As soon as any symptoms of tick paralysis are detected your pet should be rushed to the clinic as an emergency case so that we may administer the anti-toxin medication required before it is too late. The longer treatment is delayed, the more dangerous it becomes for your pet as the effects of the neurotoxin take hold and the risk for major complication increases.

Tick paralysis patients are graded on a scale from 1A to 4D when admitted to hospital, with 1A being little to no effects of toxin and 4D being unable to walk or lift head with severe respiratory compromise. Few patients make it through treatment successfully when they arrive at a veterinary clinic as a 4D. The earlier your pet is presented to our clinic for treatment the better the chances are of survival and a full recovery.


It is important to note that the intensive nursing care, supportive treatments, medications, and in more serious cases, the mechanical ventilation required for a paralysed patient can be costly, with some patients experiencing a deterioration in their condition before any improvement is seen.


As responses to treatment are very much assessed on a case by case basis, it is impossible to tell from the start how your pet will respond to the anti-toxin medication and how long he or she will take to reach full recovery. Some patients will respond quickly and may be discharged within just a few days, other, more seriously affected animals may find themselves hospitalised for many days or even weeks before they are strong enough to return to a normal life at home.


What can I do to help increase my pets chances of survival?

If you find a tick on your pet and you are concerned it may be a paralysis tick we recommend removing it immediately if you are comfortable doing so. If you would like reassurance or assistance please don’t hesitate to contact the clinic.


For identification purposes place the tick in a sealed bag/container and bring it in for one of our experienced team members to identify.

If identified as a paralysis tick it may be recommended your pet have an examination by the duty veterinarian, in case treatment is required.


Remember the earlier treatment is sought the, better your pets chances are of survival.
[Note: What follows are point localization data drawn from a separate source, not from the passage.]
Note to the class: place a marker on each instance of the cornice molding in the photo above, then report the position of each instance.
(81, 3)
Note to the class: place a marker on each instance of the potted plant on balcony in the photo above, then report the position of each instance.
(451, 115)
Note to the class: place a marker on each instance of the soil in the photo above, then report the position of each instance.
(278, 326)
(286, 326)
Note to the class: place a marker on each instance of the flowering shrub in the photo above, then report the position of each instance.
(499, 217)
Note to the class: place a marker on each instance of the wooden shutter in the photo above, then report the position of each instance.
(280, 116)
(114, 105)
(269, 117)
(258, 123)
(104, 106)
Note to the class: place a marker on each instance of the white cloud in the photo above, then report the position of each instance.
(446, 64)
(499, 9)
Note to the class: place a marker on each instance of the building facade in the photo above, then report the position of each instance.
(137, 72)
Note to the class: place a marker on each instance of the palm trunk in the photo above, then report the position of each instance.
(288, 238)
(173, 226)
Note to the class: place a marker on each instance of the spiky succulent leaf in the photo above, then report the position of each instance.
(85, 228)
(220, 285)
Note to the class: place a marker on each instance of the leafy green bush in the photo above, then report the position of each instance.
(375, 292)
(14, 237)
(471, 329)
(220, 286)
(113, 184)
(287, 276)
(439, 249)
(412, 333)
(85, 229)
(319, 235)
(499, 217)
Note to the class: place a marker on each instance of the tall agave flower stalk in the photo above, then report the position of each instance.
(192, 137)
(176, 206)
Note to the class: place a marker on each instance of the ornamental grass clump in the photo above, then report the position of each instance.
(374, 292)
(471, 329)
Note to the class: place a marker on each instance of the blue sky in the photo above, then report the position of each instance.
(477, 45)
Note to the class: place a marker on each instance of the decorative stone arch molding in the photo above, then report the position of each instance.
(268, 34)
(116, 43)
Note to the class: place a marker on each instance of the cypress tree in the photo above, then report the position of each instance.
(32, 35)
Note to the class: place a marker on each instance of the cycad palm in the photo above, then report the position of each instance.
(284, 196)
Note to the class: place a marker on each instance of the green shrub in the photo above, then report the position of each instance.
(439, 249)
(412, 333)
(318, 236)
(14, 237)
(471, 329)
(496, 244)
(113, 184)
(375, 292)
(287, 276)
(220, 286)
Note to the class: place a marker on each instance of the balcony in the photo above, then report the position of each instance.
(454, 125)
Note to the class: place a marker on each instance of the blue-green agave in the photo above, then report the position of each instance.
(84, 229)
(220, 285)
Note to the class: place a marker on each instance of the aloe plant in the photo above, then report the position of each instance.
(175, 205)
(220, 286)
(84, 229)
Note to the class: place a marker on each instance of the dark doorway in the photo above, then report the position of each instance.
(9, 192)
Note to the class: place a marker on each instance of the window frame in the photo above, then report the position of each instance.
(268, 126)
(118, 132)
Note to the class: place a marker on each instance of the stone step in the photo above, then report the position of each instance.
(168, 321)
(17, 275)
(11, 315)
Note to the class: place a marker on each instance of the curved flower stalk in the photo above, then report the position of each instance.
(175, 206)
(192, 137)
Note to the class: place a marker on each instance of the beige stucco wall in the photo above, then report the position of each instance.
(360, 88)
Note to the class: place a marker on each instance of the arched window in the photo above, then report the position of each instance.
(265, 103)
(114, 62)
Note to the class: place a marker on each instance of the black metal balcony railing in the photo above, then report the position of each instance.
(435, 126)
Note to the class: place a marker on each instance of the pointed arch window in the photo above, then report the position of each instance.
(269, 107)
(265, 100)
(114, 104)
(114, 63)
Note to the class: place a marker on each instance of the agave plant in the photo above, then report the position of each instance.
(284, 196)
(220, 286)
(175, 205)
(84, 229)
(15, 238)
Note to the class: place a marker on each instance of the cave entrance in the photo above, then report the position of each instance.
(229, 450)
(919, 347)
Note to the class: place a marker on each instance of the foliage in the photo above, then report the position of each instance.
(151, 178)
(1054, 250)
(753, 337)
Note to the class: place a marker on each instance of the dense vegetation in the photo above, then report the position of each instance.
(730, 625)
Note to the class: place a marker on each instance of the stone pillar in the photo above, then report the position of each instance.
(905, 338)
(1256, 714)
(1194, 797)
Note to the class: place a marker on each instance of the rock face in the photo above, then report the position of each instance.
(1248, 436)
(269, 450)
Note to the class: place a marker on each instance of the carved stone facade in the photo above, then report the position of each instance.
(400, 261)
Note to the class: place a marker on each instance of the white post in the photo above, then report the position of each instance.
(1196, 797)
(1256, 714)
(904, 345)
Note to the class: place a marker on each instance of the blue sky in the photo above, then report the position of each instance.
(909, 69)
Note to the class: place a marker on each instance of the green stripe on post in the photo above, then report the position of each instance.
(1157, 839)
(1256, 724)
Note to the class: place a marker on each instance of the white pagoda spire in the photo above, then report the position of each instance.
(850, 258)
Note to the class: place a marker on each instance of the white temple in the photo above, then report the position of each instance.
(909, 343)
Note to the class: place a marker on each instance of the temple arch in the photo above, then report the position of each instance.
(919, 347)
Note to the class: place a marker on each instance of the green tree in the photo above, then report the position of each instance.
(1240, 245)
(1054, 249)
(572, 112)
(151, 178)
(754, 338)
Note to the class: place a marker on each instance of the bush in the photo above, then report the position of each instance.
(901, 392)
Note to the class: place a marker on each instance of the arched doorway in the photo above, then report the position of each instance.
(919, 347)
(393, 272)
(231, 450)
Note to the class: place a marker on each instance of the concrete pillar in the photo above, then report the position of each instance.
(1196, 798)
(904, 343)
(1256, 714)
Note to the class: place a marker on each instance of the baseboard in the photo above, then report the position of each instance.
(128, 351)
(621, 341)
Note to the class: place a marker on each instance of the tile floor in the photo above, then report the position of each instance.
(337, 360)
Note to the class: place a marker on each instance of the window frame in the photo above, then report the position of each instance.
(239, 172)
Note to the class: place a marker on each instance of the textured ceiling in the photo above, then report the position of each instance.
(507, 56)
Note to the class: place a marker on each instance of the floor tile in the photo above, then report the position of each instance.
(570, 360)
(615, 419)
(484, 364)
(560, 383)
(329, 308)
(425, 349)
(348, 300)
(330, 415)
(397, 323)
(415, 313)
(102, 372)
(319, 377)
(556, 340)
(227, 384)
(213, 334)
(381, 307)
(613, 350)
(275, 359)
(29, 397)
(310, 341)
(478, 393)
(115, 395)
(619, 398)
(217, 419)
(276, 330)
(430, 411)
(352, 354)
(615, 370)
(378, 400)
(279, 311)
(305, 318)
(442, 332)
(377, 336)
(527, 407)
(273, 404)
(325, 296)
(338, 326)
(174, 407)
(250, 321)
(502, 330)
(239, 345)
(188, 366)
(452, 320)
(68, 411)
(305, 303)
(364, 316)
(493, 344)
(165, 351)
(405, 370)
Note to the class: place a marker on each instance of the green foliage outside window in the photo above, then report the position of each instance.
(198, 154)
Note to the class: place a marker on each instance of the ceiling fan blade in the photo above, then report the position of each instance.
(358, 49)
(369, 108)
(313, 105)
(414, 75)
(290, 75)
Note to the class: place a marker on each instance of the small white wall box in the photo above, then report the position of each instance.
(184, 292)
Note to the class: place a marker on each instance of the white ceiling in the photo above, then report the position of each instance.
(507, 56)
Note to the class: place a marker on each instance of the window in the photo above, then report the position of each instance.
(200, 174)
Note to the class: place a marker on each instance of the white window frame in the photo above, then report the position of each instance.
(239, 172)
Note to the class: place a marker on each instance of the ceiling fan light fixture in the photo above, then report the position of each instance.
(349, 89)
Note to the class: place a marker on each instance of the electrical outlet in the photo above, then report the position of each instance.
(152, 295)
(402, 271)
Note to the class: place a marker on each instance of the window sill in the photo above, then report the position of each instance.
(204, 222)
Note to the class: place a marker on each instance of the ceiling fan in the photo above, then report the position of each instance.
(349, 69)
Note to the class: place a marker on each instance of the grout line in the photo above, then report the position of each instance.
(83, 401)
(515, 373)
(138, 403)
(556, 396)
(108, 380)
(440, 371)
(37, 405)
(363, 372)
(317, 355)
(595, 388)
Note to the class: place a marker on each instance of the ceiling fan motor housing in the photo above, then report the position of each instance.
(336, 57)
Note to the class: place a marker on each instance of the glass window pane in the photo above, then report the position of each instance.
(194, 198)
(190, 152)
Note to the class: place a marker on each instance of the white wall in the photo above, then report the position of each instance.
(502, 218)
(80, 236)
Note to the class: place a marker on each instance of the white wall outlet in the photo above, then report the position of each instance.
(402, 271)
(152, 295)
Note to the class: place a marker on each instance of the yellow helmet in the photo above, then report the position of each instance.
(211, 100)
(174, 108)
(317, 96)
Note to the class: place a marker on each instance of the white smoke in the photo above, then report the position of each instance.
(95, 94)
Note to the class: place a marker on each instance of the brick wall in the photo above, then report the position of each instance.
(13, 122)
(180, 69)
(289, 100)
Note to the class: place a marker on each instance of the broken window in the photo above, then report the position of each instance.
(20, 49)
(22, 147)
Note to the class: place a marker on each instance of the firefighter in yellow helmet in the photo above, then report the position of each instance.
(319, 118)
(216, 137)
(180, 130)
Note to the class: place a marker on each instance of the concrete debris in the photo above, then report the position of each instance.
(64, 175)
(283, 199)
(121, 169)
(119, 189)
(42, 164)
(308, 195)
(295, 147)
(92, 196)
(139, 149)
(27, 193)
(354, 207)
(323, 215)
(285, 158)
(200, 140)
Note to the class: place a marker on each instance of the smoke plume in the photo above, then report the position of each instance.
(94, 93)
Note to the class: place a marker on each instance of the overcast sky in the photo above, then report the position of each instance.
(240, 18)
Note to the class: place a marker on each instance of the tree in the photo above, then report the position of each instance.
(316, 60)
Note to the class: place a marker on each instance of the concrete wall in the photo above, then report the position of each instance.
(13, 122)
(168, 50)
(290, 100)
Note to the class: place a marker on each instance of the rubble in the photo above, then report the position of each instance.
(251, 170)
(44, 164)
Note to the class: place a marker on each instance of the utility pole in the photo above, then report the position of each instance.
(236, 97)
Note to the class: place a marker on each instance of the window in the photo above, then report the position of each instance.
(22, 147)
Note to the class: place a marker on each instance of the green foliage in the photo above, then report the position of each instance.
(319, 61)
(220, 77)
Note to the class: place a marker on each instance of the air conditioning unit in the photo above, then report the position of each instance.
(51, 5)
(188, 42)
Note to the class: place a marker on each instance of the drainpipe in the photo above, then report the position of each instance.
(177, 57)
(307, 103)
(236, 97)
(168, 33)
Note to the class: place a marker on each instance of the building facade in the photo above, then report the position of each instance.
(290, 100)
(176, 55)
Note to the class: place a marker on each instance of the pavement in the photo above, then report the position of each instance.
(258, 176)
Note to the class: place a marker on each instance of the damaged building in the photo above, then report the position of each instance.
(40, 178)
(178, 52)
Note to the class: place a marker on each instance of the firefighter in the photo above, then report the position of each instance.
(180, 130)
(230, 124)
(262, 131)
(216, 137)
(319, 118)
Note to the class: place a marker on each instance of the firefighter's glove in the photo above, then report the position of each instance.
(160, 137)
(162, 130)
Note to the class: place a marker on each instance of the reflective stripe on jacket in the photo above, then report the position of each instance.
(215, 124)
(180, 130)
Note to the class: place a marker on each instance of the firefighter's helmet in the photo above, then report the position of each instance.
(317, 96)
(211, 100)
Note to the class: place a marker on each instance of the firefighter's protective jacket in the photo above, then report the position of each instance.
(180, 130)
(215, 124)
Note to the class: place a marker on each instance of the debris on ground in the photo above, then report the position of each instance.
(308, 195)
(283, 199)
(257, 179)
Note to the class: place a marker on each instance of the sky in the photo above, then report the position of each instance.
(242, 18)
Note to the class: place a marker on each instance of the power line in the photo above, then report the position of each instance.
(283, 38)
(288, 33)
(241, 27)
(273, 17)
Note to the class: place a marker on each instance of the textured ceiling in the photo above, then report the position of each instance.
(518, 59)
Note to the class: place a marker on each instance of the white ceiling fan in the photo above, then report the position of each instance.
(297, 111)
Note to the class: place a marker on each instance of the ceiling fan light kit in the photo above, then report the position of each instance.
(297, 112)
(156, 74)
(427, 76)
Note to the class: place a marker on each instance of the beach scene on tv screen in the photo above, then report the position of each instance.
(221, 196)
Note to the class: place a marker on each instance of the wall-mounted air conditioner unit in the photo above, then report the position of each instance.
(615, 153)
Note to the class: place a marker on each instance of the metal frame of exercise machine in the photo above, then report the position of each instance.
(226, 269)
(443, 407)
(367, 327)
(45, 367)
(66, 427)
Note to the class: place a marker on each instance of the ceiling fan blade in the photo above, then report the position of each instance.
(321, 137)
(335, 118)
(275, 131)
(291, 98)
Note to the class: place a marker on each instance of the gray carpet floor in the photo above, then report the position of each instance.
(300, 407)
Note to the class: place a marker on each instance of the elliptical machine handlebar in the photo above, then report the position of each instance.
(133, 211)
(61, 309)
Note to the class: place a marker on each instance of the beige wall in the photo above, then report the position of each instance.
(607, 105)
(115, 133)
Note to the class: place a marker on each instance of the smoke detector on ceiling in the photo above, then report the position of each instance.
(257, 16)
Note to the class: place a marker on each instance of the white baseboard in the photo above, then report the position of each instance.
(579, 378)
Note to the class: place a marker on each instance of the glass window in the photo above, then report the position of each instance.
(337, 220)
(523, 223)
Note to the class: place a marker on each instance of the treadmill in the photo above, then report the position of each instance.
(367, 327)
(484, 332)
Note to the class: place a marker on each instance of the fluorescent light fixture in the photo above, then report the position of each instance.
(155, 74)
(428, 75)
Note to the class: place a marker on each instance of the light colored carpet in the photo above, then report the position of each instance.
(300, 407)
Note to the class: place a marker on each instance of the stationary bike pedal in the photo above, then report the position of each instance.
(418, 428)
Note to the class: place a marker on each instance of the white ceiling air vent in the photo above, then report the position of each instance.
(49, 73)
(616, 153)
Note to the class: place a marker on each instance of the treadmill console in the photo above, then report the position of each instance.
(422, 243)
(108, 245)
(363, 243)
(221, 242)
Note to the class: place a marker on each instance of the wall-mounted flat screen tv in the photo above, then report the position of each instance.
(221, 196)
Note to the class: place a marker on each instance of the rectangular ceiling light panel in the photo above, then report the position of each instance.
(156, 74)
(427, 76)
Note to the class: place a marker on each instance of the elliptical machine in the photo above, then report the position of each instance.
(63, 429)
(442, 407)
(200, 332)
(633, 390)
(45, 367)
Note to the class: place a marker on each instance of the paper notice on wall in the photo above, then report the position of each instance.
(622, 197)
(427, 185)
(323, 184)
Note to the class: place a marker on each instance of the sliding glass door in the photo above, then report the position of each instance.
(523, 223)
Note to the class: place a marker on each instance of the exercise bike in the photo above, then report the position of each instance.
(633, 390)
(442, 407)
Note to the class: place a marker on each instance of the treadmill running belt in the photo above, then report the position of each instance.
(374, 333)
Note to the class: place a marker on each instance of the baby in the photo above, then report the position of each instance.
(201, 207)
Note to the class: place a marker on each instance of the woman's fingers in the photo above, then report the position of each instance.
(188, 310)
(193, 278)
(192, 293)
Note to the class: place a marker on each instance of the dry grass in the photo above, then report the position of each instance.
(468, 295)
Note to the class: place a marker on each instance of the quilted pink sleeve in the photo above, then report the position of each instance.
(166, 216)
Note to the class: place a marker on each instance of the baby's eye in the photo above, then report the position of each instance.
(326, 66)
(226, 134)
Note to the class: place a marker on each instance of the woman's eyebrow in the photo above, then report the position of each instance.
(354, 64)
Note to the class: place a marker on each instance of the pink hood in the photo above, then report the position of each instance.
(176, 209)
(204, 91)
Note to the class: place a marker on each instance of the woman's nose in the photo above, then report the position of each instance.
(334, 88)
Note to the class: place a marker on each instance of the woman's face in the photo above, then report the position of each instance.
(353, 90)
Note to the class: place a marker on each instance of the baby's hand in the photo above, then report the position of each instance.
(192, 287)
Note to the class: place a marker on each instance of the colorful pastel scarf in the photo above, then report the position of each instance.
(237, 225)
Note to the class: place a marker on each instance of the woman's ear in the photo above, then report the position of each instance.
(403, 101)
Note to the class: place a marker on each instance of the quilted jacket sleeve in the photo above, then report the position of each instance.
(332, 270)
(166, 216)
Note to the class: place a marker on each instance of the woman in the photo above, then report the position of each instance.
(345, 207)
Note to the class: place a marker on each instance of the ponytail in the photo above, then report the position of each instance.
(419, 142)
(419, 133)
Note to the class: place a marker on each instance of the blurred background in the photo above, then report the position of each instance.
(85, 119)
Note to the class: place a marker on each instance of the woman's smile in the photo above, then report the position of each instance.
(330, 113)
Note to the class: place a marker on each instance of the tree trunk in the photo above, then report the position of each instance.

Early symptoms of tick paralysis are:

  • Wobbly, uncoordinated gait whilst walking, particularly noticeable in the hind limbs.

  • Coughing, grunting and/or a loss or a change in voice.

  • Retching, vomiting and/or gagging.

  • Pupil dilation.

  • Change in respiratory rate and increased effort.


Call us on 4057 8677 immediately if you notice any of these symptoms, it is better to be safe than sorry


How can I protect my pet against tick paralysis?

Tick prevention products we recommend here at BVS:



  • Nexgard – oral flavoured chew that is given orally once a month

  • Bravecto – tasty chew given once every 4 months.

  • Simparica – palatable chew given once a month


There are other products on the market including rinses, collars and spot-ons but in our experience the above products have proven to be the most effective.



  • Frontline spray – following manufacturer’s instructions spray every 3 weeks for paralysis tick protection

  • Bravecto – a  spot-on treatment targeting fleas and paralysis ticks for up to 3 months


Regardless of whether your pet is receiving preventative treatment or not we recommend regular daily tick searches.